Tools: Datahub (primary), OpenMetadata (alternative)
#
Reporting / Dashboards
Single tool for most if not all visualization needs. Centralized KPI monitoring with anomaly detection. Row-level security. Identity federation for audit trails.
Tools: Looker Studio (primary), Metabase Cloud (reduced effort for artifact migration), Hex (exploration + ML)
#
Data Science
Opinionated devkit with remote execution capabilities. GitHub as source of truth. Blueprints for full model lifecycle: conception, development, serving, observability, retraining, sunsetting. Feature store patterns. Lineage and audit exposure.
Tools: Vertex AI, Hex (notebooks + viz)
#
Transition Plan
Land and expand.
The first objective is to listen and understand aspects like tools, pain points and processes. Then with a little bit of discussion, everyone of the stakeholders agree on a few set of problems to tackle first and what tools we can test in this first immediate cycle.
So at a certain point when documenting and discovering is enough, we start the first implementation cycle where we will have established the first one or two problems to address, and for each of them we will implement a vertical subset of the architectural view described above that delivers a visible value to builders and to the business.
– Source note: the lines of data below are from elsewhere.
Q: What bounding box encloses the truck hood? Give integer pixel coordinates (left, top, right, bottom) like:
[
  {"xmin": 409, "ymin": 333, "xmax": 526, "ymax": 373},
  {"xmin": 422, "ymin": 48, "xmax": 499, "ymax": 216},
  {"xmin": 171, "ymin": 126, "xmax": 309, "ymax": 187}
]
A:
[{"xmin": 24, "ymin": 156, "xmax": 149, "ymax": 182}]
During and after this implementation we will have learned more about the tools, processes and developer/user experience so that we update our view and plan for the next steps.
The currently defiend projects we're going to start working on are:
- FinOps - Challenges on processes - there's much to enhance in terms of reliability, repeatability and auditability - and on data reliability - e.g.: Retrieval of installment values.
- Atendimento - There is a diverse set of data coming from different systems and partners, with great room for optimization and unification into a centralized, performant set of reports and self-service analyses.
#
Conquering the sea of data
If we only look at analytical workloads, there is a vast sea of datasets living in many places, transformations running in different workloads and languages managed by different repositories, dashboards developed across different tools and so much more complexity.
The goal with giving the organization an unified data catalog is to have this massive glass pannel through which users - business and technical - will able to observe all data that exists on UME's GCP, to know what transformations do with this data and what reports exist across the organization.
With that, each dataset, etl process, dashboard will be assigned a stweard person, a quality score - result of automated testing - a freshness information and other marks that will attest the validity of that information.
So during the first implementations, these migrated datasets, that are compliant with the new way of doing, will receive a badge. Older datasets or legacy datasets can be moved into deprecation areas and be slowly brought back into compliance.
The wish is that there will be so much pulse and so much going on in terms of feedback, that users should feel compelled to bring data into quality controls.
To achieve this, the implementation efforts should put developer experience at the central stage.